Relatedness is our need to care about and be cared about by others. It is our need to feel connected to others without concerns about ulterior motives. It is our need to feel that we are contributing to something greater than ourselves.
Notice all the needs relatedness covers – it is personal, interpersonal and social – we thrive on connection. One of the big “aha” moments coaches discover when they examine the relatedness needs of their players is not nearly as many as they expect are getting their interpersonal needs met in athletics.
Their players are distracted by outside interests because those outside interests are meeting needs athletics are not.

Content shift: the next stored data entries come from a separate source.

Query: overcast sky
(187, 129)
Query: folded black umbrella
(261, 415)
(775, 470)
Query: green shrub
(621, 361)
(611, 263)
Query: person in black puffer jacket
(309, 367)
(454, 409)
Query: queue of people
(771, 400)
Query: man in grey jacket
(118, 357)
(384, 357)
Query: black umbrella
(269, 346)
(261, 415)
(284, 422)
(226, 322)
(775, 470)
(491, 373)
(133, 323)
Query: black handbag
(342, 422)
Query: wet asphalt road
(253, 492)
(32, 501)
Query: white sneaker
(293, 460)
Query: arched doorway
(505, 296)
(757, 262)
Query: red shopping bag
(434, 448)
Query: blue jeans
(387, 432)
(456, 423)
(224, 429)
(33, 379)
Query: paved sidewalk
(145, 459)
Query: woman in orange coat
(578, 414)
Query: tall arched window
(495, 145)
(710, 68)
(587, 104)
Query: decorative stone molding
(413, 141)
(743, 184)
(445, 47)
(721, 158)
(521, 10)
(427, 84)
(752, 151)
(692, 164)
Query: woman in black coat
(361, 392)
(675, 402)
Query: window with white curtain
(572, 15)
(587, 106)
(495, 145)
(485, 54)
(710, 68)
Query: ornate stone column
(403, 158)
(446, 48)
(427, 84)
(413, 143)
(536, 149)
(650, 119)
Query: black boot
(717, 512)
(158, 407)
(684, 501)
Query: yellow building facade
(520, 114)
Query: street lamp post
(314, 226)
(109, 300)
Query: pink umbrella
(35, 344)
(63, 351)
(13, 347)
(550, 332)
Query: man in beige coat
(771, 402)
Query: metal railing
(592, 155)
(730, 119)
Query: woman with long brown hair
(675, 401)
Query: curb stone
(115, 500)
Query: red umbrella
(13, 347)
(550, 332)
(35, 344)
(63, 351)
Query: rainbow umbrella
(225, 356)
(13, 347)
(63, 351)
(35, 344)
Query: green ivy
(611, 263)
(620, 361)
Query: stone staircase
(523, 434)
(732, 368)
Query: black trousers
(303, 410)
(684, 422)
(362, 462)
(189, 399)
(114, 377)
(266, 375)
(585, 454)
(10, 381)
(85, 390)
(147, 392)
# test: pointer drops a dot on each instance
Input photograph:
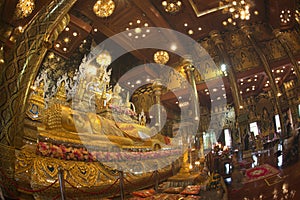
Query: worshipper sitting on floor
(237, 176)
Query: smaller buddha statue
(142, 118)
(116, 98)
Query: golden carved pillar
(218, 41)
(157, 88)
(22, 65)
(287, 49)
(274, 87)
(190, 73)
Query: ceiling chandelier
(171, 6)
(161, 57)
(24, 8)
(104, 58)
(237, 9)
(104, 8)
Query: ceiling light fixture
(104, 8)
(104, 58)
(161, 57)
(238, 9)
(2, 55)
(24, 8)
(171, 6)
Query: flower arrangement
(122, 110)
(82, 154)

One of the great opportunities coaches have is to help their players find meaning, contribute to a higher purpose and experience healthy interpersonal relationships in sports. The challenge is exploring healthy interpersonal relationships in athletics is foreign to most coaches and, in some cases, even discouraged. But the quality of our players’ relationships with you and their teammates is essential.
When coaches apply pressure to perform without regard to how it makes people feel, people interpret their coach’s actions as self-serving. You play a huge role in helping your players experience relatedness by emphasizing caring for others and feeling cared about, feeling connected without ulterior motives and contributing to something greater than oneself.

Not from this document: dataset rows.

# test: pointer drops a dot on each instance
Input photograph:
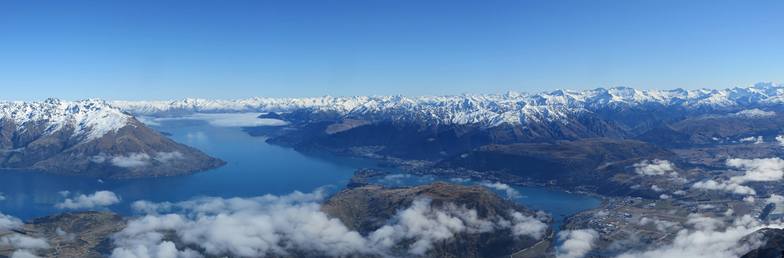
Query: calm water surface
(253, 168)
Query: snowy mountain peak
(90, 119)
(486, 110)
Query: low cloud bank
(755, 170)
(97, 199)
(279, 225)
(708, 237)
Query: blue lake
(253, 168)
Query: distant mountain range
(484, 110)
(91, 138)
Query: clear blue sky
(232, 49)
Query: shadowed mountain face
(586, 161)
(82, 234)
(773, 246)
(367, 208)
(70, 139)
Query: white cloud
(9, 222)
(755, 140)
(23, 254)
(655, 167)
(165, 157)
(755, 113)
(273, 225)
(510, 192)
(661, 225)
(97, 199)
(576, 243)
(706, 238)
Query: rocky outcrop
(369, 207)
(90, 138)
(72, 235)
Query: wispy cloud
(97, 199)
(274, 225)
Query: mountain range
(89, 138)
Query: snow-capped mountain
(89, 137)
(486, 110)
(90, 119)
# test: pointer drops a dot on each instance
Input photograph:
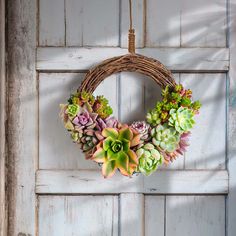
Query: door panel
(188, 197)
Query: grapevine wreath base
(143, 145)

People do perform better with a coach but the type of coach you are impacts players perceptions, feelings and actions Players often feel verbal coaches are not acting in their best interest, but are solely self-serving. Many athletes interpret verbal pushing as the coach’s need to win or that verbal encouragement is more for the coach and his/her own motivation than that of the players.
If players feel they are being used by you or sense that your attention is not genuine or suspect, they are simply a means to someone else’s end they will eventually lose energy and enthusiasm and become less interested.
Motivating people doesn’t work because you cannot force someone to feel a sense of relatedness – what you can do is pay attention to how players feel, that means gaining the skill to deal with and identify emotions – that means getting personal by genuinely caring about the person more than the outcome.
All people, including athletes’, find joy in learning, growing and gaining mastery
Competence is our need to feel effective at meeting everyday challenges and opportunities. It is demonstrating skill over time. It is feeling a sense of growth and flourishing.
The key is to tap into an athlete’s natural sense of motivation to grow and learn – bribing players with carrots or driving them with sticks diverts their natural love of wanting to improve – when we reduce motivation to rewards and punishment we hook our payers on motivational junk food.
Every player and team needs to be on a path of continuous improvement – at the end of the day, we need to be asking our team not what they achieved but what did they learned? And how did they grow? The answers to those two questions direct players toward mastery of skills rather than a win-at-all-cost mentality.
The real story of motivation is that people have psychological needs for autonomy, relatedness and competence. It is a mistake to think people are not motivated – they are simply longing for needs they often cannot name – athletes are learners who long to grow, enjoy their experience, be productive, make positive contributions and build lasting relationships – this is not because of motivational forces outside themselves, but because it is their human nature. When we as coaches tap into our players natural energy sources – enthusiasm and engagement flow in abundance.